Privacy-enhancing technologies (PETs) can be the lifeline traditional banks and financial institutions can grab. There are numerous PETs ready to be integrated into existing architectures, from solutions like AI-generated synthetic data for high dimensional anonymization to homomorphic encryption, enabling encrypted data analysis and anonymized computing technologies like federated learning. Each comes with advantages and disadvantages and the use case must decide which one is the right choice.

One of the most prominent PET technologies with lots of high value use cases is AI-generated synthetic data. Synthetic data in banking is set to transform the data landscape for good with forward looking banks already heavily investing in the technology. According to Gartner, by 2024, 60% of the data used in AI and an­a­lyt­ics projects will be syn­thet­i­cally gen­er­ated. Synthetic data sets look and feel like production data since they are modeled on original datasets but contain no re-identifiable data points. In contrast to old-school anonymization technologies, the intelligence contained within the original data is fully preserved.

According to J.P.Morgan, synthetic data is one missing piece of the financial AI puzzle, demonstrating true human behavior in business scenarios. For example, when banks look for 360-degree customer views, synthetic customer journeys might be their only option. In an increasingly regulated environment where customers demand privacy, personalized services, and algorithmic fairness, synthetic customer data offers a compliant and very effective tool to tackle all of these challenges. While traditional data anonymization tools like data masking destroy the statistical correlations and merely obscure embedded biases, synthetic data retains the intelligence contained within the data and can help fix bias.
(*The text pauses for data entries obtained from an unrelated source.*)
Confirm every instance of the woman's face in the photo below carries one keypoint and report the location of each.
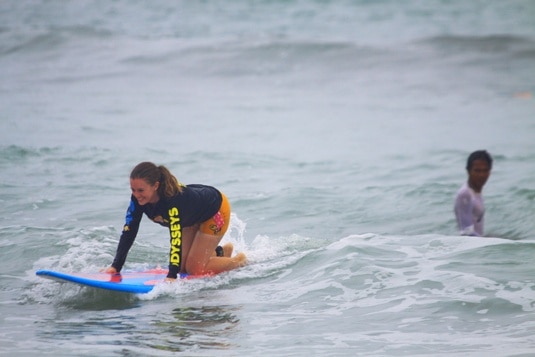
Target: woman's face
(144, 192)
(478, 174)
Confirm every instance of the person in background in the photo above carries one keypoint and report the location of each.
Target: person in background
(197, 217)
(469, 207)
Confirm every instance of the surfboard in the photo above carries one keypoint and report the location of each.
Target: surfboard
(140, 282)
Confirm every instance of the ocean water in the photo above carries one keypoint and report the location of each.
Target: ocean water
(339, 131)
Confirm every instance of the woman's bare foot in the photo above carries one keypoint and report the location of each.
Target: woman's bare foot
(240, 259)
(228, 248)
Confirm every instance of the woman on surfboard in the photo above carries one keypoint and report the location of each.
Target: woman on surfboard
(197, 217)
(469, 208)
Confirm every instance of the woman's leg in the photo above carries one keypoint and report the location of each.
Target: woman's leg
(188, 234)
(201, 260)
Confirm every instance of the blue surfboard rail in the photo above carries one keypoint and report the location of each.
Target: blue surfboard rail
(128, 282)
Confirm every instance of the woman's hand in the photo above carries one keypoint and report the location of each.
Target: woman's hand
(110, 270)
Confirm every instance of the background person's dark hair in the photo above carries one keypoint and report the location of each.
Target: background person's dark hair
(478, 155)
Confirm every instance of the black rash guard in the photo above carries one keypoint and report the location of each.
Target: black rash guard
(196, 204)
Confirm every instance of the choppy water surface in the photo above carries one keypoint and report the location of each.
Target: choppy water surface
(339, 132)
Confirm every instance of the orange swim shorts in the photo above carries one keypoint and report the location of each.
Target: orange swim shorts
(218, 224)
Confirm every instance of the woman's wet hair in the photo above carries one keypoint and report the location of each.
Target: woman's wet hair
(148, 171)
(478, 155)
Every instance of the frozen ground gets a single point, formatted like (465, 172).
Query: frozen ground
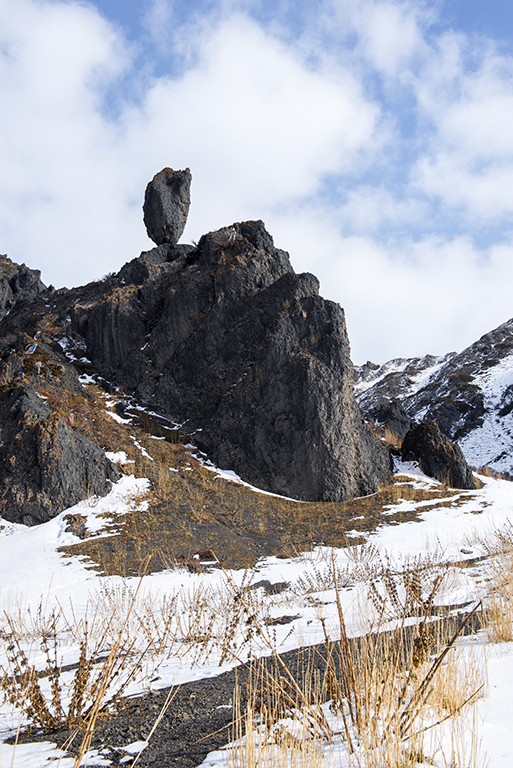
(36, 579)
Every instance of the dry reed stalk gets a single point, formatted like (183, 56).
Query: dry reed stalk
(106, 679)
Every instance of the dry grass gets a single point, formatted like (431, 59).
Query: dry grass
(375, 698)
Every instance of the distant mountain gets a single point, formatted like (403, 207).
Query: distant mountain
(469, 395)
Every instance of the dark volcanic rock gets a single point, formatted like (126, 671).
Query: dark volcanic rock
(438, 457)
(18, 284)
(166, 205)
(45, 465)
(391, 416)
(228, 339)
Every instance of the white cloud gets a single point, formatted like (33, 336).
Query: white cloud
(468, 105)
(256, 125)
(307, 138)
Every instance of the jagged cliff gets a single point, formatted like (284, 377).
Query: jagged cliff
(222, 337)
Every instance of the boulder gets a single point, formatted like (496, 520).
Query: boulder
(18, 284)
(229, 341)
(438, 457)
(166, 205)
(45, 465)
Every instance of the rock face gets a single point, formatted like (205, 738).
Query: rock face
(166, 205)
(469, 395)
(45, 465)
(438, 457)
(18, 284)
(226, 339)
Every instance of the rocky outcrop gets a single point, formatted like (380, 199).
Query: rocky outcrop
(227, 339)
(469, 395)
(438, 457)
(45, 465)
(18, 284)
(166, 205)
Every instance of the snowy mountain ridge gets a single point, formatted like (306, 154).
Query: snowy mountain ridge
(469, 395)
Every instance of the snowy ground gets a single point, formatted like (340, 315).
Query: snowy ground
(36, 579)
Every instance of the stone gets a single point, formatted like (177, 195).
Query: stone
(166, 205)
(229, 341)
(45, 465)
(392, 417)
(437, 456)
(18, 284)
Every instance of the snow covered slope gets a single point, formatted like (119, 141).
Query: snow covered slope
(469, 395)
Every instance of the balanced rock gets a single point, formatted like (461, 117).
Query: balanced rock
(18, 284)
(438, 457)
(166, 205)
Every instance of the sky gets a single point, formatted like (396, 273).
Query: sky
(373, 137)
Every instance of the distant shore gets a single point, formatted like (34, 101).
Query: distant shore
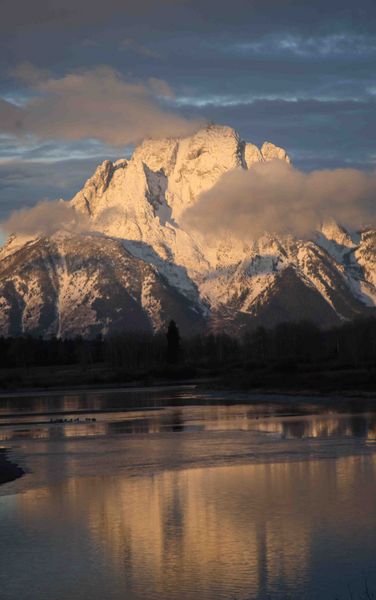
(8, 469)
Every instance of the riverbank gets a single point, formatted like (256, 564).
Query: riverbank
(283, 377)
(8, 469)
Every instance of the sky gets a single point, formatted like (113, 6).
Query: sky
(85, 80)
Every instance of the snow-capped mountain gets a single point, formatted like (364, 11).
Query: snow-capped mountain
(136, 266)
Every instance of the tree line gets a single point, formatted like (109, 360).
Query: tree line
(352, 344)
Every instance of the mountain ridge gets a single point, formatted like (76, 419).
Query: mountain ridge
(137, 266)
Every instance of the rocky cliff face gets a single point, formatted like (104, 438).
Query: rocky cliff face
(138, 267)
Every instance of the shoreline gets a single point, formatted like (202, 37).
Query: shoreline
(9, 471)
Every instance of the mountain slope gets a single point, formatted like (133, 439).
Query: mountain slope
(137, 267)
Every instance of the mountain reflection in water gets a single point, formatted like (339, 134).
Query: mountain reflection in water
(249, 531)
(170, 495)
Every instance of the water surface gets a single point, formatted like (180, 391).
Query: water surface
(175, 494)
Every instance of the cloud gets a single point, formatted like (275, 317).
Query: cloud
(278, 198)
(140, 49)
(45, 218)
(97, 103)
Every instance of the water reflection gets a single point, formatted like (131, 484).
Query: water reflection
(273, 419)
(254, 531)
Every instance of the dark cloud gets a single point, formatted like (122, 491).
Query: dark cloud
(45, 218)
(98, 104)
(296, 72)
(23, 184)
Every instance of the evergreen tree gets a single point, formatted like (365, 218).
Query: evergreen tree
(173, 342)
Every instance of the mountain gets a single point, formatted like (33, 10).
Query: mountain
(135, 266)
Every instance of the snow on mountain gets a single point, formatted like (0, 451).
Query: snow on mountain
(138, 267)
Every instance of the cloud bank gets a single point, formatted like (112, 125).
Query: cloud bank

These qualities make synthetic data especially useful for the development of AI and machine learning models, hungry for pattern rich, representative training data. Another synthetic data banking use case gaining traction is test data generation for software development. Due to strict internal policies, an intricate web of legacy systems, and third-party involvement, meaningful test data is hard to come by. Some banks resort to testing their flagship mobile banking apps with 1 cent transactions and leave development and QA teams deprived of meaningful transaction data. Even though having highly realistic customer and transaction data is mission-critical for developing cutting-edge and robust digital banking apps offering seamless and personalized services. Synthetic data generators are a perfect fit for test data generation. They are capable of augmenting datasets, for example, subsetting a representative but a much smaller and manageable version of your production data.

Other privacy-enhancing technologies include homomorphic encryption, an encryption method that allows for basic data manipulation of encrypted datasets. This method is especially useful in cases where the original data needs to be decrypted at some point in the data life cycle, and some data processing by a third party needs to take place. The most prominent use case would be Anti Money Laundering, where perpetrators need to be reidentified.

Federated learning is another PET banks can take advantage of. Here, the need to share sensitive data is removed completely since the models are trained on edge devices, such as mobile phones. The model is shared instead of the data, which still holds some privacy risk.

No matter which use case we look at, there is a lot to be gained from using PETs instead of legacy anonymization technologies. Compliance teams, cybersecurity, and those looking to build great software products and BI will be equally excited about the prospect of a peace deal between privacy and utility.